6月の梅雨シーズン。

真夏の暑さに比べればまだ走りやすい気温だけれど、今度は雨との闘いです。

「いっそのこと雨トレだと思って走ったほうがいいかな」

と思いながらも、どしゃ降りの中を走るのは、やっぱりテンションが上がらない。

ということで、そんな日はジムにお世話になりました。

トレッドミルで10〜12km走ったり、マシンを使って筋トレをしたり、最後はストレッチで身体をほぐす。

ある日、ストレッチエリアでたまたま隣になったジムメンバーさんと、マラソンの話で盛り上がりました。

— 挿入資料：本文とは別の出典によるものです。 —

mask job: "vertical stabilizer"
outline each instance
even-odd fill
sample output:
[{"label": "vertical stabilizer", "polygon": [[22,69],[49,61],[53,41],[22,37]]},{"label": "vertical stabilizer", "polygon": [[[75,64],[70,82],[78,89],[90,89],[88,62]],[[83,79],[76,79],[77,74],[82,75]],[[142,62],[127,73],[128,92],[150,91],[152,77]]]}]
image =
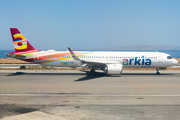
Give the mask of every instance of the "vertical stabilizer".
[{"label": "vertical stabilizer", "polygon": [[10,28],[14,48],[16,52],[25,52],[36,50],[27,39],[19,32],[17,28]]}]

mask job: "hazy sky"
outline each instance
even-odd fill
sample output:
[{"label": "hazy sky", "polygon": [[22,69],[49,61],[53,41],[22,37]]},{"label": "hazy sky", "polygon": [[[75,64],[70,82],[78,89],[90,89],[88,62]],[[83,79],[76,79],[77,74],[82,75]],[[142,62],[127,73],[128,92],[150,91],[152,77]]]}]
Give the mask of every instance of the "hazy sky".
[{"label": "hazy sky", "polygon": [[180,0],[1,0],[0,49],[16,27],[38,50],[180,46]]}]

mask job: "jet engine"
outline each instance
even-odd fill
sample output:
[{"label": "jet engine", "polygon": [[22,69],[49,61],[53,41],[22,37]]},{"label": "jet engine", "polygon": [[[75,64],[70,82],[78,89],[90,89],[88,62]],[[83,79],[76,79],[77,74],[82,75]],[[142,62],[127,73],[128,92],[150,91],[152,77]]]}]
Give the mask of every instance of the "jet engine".
[{"label": "jet engine", "polygon": [[107,74],[121,74],[122,68],[122,64],[108,64],[105,68],[105,72]]}]

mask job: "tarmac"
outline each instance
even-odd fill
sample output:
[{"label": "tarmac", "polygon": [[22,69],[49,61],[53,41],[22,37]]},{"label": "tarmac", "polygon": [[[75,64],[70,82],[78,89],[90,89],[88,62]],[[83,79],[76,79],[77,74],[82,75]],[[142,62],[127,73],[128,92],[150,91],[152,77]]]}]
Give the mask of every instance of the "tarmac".
[{"label": "tarmac", "polygon": [[178,120],[180,71],[1,70],[2,120]]}]

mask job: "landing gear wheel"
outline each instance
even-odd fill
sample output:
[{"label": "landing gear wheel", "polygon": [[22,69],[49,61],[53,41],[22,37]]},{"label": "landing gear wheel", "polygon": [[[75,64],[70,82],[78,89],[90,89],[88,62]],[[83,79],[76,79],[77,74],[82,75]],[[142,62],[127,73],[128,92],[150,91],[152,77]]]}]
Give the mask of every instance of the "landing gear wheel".
[{"label": "landing gear wheel", "polygon": [[94,69],[91,69],[91,71],[90,71],[90,72],[91,72],[91,75],[92,75],[92,76],[95,76],[95,75],[96,75],[96,72],[95,72],[95,70],[94,70]]},{"label": "landing gear wheel", "polygon": [[156,68],[157,72],[156,75],[160,75],[159,68]]},{"label": "landing gear wheel", "polygon": [[157,72],[156,75],[160,75],[160,72]]}]

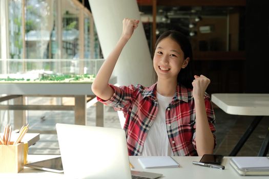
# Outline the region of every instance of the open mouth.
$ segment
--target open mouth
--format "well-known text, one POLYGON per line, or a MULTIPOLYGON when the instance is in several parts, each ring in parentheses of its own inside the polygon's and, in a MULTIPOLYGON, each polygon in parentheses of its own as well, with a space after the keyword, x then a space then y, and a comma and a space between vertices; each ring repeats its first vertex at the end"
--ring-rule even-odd
POLYGON ((159 69, 163 71, 169 71, 169 70, 170 70, 171 69, 169 69, 169 68, 165 68, 165 67, 163 67, 163 66, 159 66, 159 69))

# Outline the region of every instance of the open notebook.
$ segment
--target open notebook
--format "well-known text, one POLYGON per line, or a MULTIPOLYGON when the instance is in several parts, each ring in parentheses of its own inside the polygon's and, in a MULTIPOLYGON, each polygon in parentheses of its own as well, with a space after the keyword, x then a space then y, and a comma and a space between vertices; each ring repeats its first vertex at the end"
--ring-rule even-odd
POLYGON ((176 168, 179 164, 172 156, 147 156, 138 159, 143 168, 176 168))
POLYGON ((230 164, 240 175, 269 175, 269 158, 267 157, 233 157, 230 164))

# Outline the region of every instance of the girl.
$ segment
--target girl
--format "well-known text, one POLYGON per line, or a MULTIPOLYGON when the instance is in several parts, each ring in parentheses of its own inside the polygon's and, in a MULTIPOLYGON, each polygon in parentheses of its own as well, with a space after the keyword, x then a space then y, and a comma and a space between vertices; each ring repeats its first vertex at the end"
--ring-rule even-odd
POLYGON ((190 77, 188 38, 169 31, 157 39, 153 66, 157 81, 117 87, 108 84, 116 62, 139 20, 125 18, 122 35, 92 85, 104 104, 122 110, 129 155, 202 155, 213 152, 215 117, 203 75, 190 77))

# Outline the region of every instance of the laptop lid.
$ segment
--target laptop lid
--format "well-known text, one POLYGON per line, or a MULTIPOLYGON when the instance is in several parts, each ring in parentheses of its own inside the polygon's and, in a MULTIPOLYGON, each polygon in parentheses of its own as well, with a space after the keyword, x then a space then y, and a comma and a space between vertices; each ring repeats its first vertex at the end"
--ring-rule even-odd
POLYGON ((65 174, 76 178, 131 179, 123 129, 56 124, 65 174))

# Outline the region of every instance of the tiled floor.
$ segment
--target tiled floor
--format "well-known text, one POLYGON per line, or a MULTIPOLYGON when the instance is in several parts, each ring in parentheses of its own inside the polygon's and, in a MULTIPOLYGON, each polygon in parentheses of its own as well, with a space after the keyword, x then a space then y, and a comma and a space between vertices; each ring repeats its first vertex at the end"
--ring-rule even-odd
MULTIPOLYGON (((95 107, 87 110, 88 125, 95 125, 95 107)), ((105 108, 105 126, 120 128, 117 114, 111 107, 105 108)), ((215 109, 216 119, 215 135, 217 146, 215 153, 229 155, 237 141, 251 122, 253 117, 230 115, 219 108, 215 109)), ((29 111, 30 129, 42 131, 55 130, 56 123, 74 123, 74 112, 60 111, 29 111)), ((251 136, 237 156, 257 155, 269 127, 269 117, 264 117, 251 136)), ((56 135, 40 134, 40 140, 29 148, 29 154, 59 154, 56 135)))

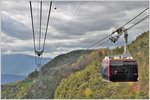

初対面でも「走る」という共通の趣味があるだけで、あっという間に話が弾む。

こういう出会いがあるのも、ランニングの魅力のひとつです。

 梅雨の晴れ間は、外へ


雨が上がれば、外ラン。

梅雨が明ければ、一気に気温は夏モード。

その前から少しずつ暑さに身体を慣らしておきたいと思い、暑熱順化を意識したトレーニングを始めました。

私自身は長袖、長ズボンで走る日も。

これが、暑い。

1kmも走れば滝汗です。

いつものペースで走ろうとすると心拍数は160を超えてくるので、無理にペースを維持せず、身体の状態を見ながらスピードを落とします。

距離もいきなり伸ばすのではなく、

10km、12km、16km。

段階を踏みながら、少しずつ身体を暑さと距離に慣らしていきました。

※暑い環境で長袖・長ズボンを着用して走ると熱中症のリスクも高くなります。私自身が体調を確認しながら行った方法であり、暑熱順化の方法として一律におすすめするものではありません。

夏のロング走は「距離」を優先


本格的な夏になると、トレーニングはさらに厳しくなります。

夏に負荷の高いトレーニングをしたり、長距離を走ったりすることによる身体へのダメージには個人差があります。

だからこそ、体調を見ながら。

それでも7月の月間走行距離は、300kmを超えました。

20km走、あるいは25km走を週1回。

一方で、夏の間はペース走をお休みすることにしました。

私が走れる時間帯は、朝9時〜11時頃。

走り始める時間には、すでに気温が30℃を超えていることも珍しくありません。

その環境で「設定ペースを守ること」まで自分に課す必要はない。

夏はスピードよりも、まず距離。

暑さの中で身体を動かし続けることを優先しました。





 そして、シドニー対策の「坂」


もう一つ、今回意識して取り入れたのが坂道トレーニングです。

シドニーマラソンは、アップダウンのあるコース。

そこで、普段走っていたコースから、あえて坂道のあるコースへ変更しました。

上って、下って、また上る。

平坦な道を走るのとは違い、坂が入るだけで脚への負荷はぐっと大きくなります。

さらに、暑さも加わる。

暑熱順化+坂道トレーニング

まあまあ、きつい(笑)

でも、今回はあえて少し厳しめに設定しました。

本番でどんな気象条件になるのか。

実際のアップダウンが自分の脚にどれだけ影響するのか。

それは、現地に行って走ってみなければ分かりません。

だから、日本にいる間にできる準備はしておきたい。

そして何より、

「これだけやってきた」

という事実が、本番のスタートラインに立ったときの自信につながるはず。

もちろん、本番で起こる想定外のハプニングは別物ですが(笑)。

 走るだけではなく、筋トレも


ランニングと並行して続けたのが、筋力トレーニング。

雨の日にジムへ行ったときには、トレッドミルだけで終わらず、マシンを使った筋トレも取り入れました。

42.195kmを走るためには、ただ距離を踏めばいいわけではありません。

特にアップダウンのあるコースでは、後半になっても姿勢を保ち、脚を動かし続けられる身体をつくっておきたい。

暑さに慣れる

距離に慣れる

坂に慣れる

そして、42.195kmを支えられる身体をつくる。

これが、今回の夏のトレーニングの軸になりました。

レース感覚を忘れないために

シドニーマラソンまでは、ロンドンから約4か月。

トレーニングだけを続けていると、どうしてもレース特有の緊張感や感覚から離れてしまいます。

そこで6月には、ハーフマラソンにもチャレンジしました。

しかも当日は、まさかの豪雨。

ある意味、最高の「雨トレ」になりました(笑)

そのレースについては、こちらの記事で詳しく書いています。


梅雨の雨から始まり、真夏の暑さ、ロング走、坂道、筋トレ。

条件が厳しくなればなるほど、楽ではありません。

それでも一つひとつ積み重ねていく。

真夏の日本でつくる、42.195kmを走る身体。

冬のシドニーへ向けて、準備は続きます。